Meta Australia APAC Policy Officer Mia Garlick, who appeared before the committee yesterday, acknowledged the reality that heinous bullying material still remains on her company’s platforms.
She then said that Meta’s machine learning models for identifying and removing bullying and harassing content aren’t as capable as its other models of detecting other types of content.
“As far as the ability of artificial intelligence to identify all of this type of content, it’s still learning and we’re getting better,” Garlick told the committee.
“[Bullying and harassment] was one of the categories in our Community Standards Enforcement Report that had somewhat of the lowest proactive detection rate and slowly accumulating as the machines learn on their own.”
Meta’s Australian policy manager, Josh Machin, who was also before the committee, added that his company was working to change the perception that it is not effectively meeting its community standards. He said Meta’s community standards for bullying and harassment follow Australian laws, which he explained means Meta has processes that geo-block or restrict access to certain content that would be deemed inappropriate in Australia.
Wicks said she wasn’t convinced Meta had taken enough action, telling Meta representatives that digital platforms should be doing more to keep people safe online.
“There’s a very big distinct difference between saying something that’s against the law, which is about free speech, and you’re talking about this gray area here, which is basically saying, ‘Oh no, we have to. make it illegal so you can control it”, but misinformation and disinformation are not made illegal so you can delete it.”
“That seems incoherent to me.”
Earlier today, Wicks also asked Snapchat about the suicide of Matilda Rosewarne, a 15-year-old girl who suffered various instances of cyberbullying before her death, including circulating fake nude images of herself on Snapchat. and a Belgian pornographic website.
Snapchat’s public policy manager for Asia-Pacific, Henry Turnbull, has apologized for the death and, like Meta representatives, has accepted that online abuse exists on his company’s platforms.
“I just wanted to say how sorry I am for this. [the Rosewarne family] are going through right now,” he said.

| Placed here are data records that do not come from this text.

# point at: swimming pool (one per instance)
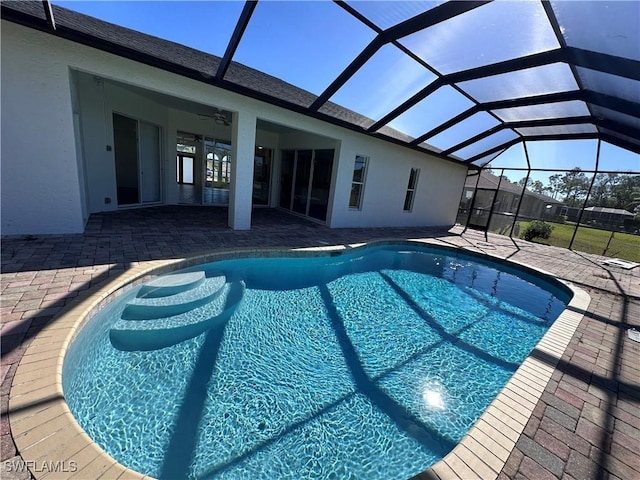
(370, 364)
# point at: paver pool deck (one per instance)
(572, 411)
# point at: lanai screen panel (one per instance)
(433, 75)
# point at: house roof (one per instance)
(573, 74)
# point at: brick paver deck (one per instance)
(586, 424)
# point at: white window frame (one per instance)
(411, 190)
(365, 160)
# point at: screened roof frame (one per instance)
(607, 126)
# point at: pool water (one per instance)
(372, 364)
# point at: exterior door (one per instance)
(137, 160)
(150, 162)
(305, 181)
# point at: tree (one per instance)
(538, 187)
(574, 185)
(554, 185)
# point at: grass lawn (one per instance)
(592, 240)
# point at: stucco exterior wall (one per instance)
(36, 91)
(39, 169)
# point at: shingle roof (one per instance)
(583, 83)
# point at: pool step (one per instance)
(171, 284)
(153, 334)
(146, 308)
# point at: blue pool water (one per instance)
(372, 364)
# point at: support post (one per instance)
(243, 151)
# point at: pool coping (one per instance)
(53, 445)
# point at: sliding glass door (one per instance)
(305, 181)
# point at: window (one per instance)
(357, 184)
(411, 189)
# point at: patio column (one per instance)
(243, 150)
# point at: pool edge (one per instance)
(46, 433)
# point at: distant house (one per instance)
(495, 199)
(610, 218)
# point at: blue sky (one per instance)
(316, 40)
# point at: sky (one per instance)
(316, 40)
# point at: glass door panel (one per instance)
(150, 162)
(302, 181)
(321, 184)
(261, 176)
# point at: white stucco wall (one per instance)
(436, 198)
(36, 53)
(40, 179)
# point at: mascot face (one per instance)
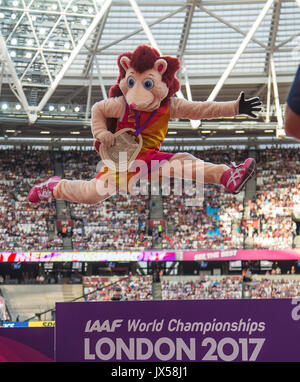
(144, 91)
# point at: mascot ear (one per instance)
(161, 65)
(125, 62)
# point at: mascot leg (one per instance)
(233, 178)
(77, 191)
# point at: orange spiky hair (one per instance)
(142, 59)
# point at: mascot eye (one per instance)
(130, 82)
(148, 84)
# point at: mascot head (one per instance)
(145, 78)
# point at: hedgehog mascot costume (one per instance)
(134, 120)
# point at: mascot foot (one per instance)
(237, 176)
(43, 192)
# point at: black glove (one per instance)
(249, 105)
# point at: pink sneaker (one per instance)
(237, 176)
(43, 191)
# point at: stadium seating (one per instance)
(222, 221)
(23, 226)
(98, 288)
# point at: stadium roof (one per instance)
(58, 57)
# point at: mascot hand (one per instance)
(106, 138)
(249, 105)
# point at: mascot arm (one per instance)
(109, 108)
(181, 108)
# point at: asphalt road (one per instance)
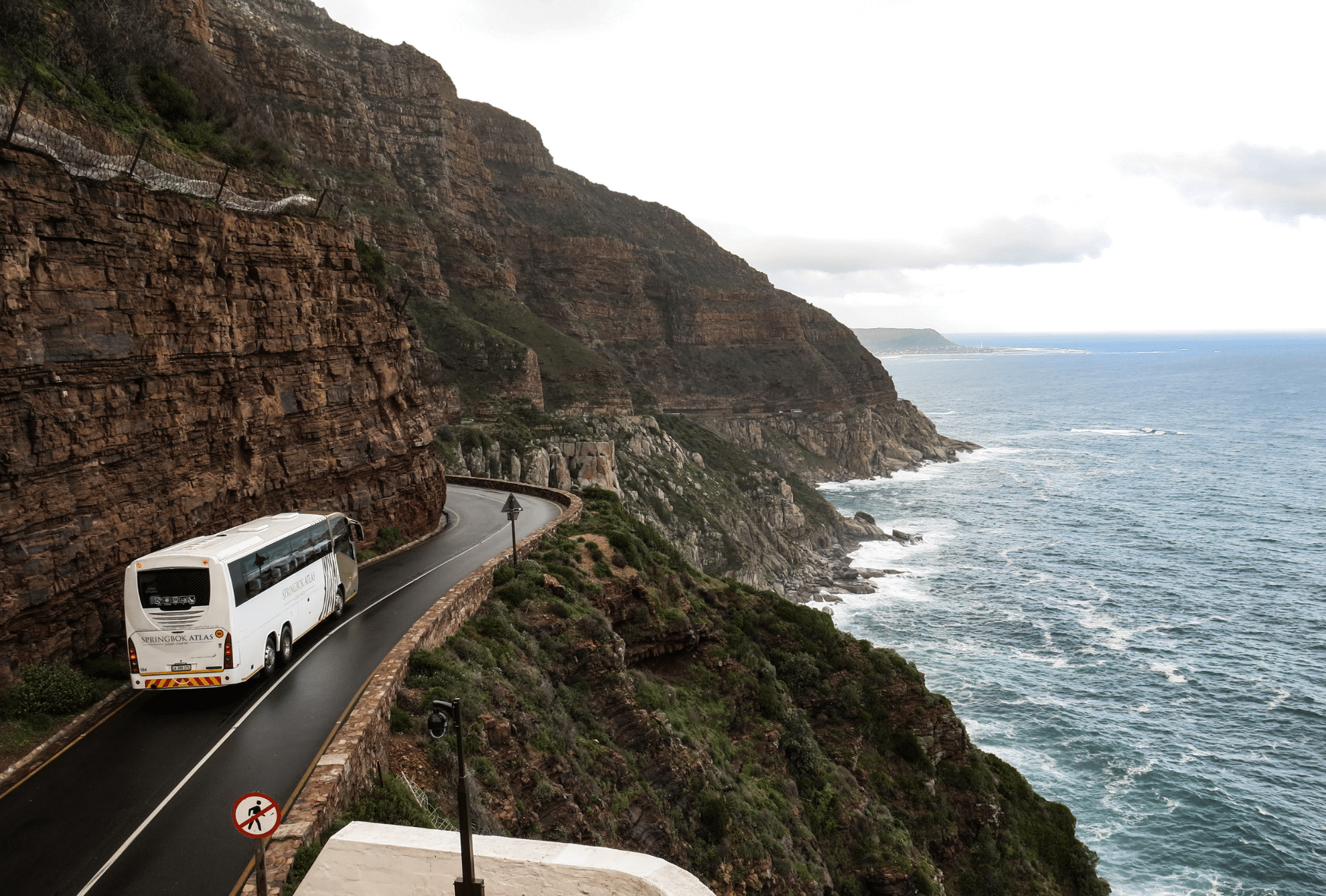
(142, 805)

When asked how Snapchat is working to end cyberbullying, Turnbull said that Snapchat images are designed to disappear after being viewed, but phones have the ability to take screenshots, which , according to him, is beyond the company’s control. He also said that Snapchat does not open to a newsfeed of other people’s content, which he says encourages users to passively scroll through potentially harmful content.
He also said that Australian government regulation could help stop bullying content through the creation of a single regulatory framework, which could lead to the expansion of the Online Safety Act so that laws proposed anti-trolling fall within its remit.
“Complexity is very difficult for small businesses. If you have a clear regulatory framework, it’s easier for businesses to understand their obligations. It’s easier for government and regulators to hold people to account. easier for consumers to understand their rights,” he said.
Submissions to the Parliamentary Committee on Social Media and Online Safety close next week.
The committee was previously due to deliver its findings last month, but the inquiry has been extended until March 15. The committee has so far heard from major digital platforms, victims of online abuse and Facebook whistleblower France Haugen.
When Haugen appeared before the committee last month, she said Meta cuts the “minimum” for harmful content, especially when content is offered in languages that aren’t spoken prominently in developed countries, because criticism from these underrepresented users is minimal. .
The Social Media and Online Safety Inquiry and the recently established Anti-Trolling Bill Inquiry are both seeking to complete their reports before the Australian federal election. Liberal Senator and Attorney General Michaelia Cash has previously said social media reforms are among her party’s top items for this year.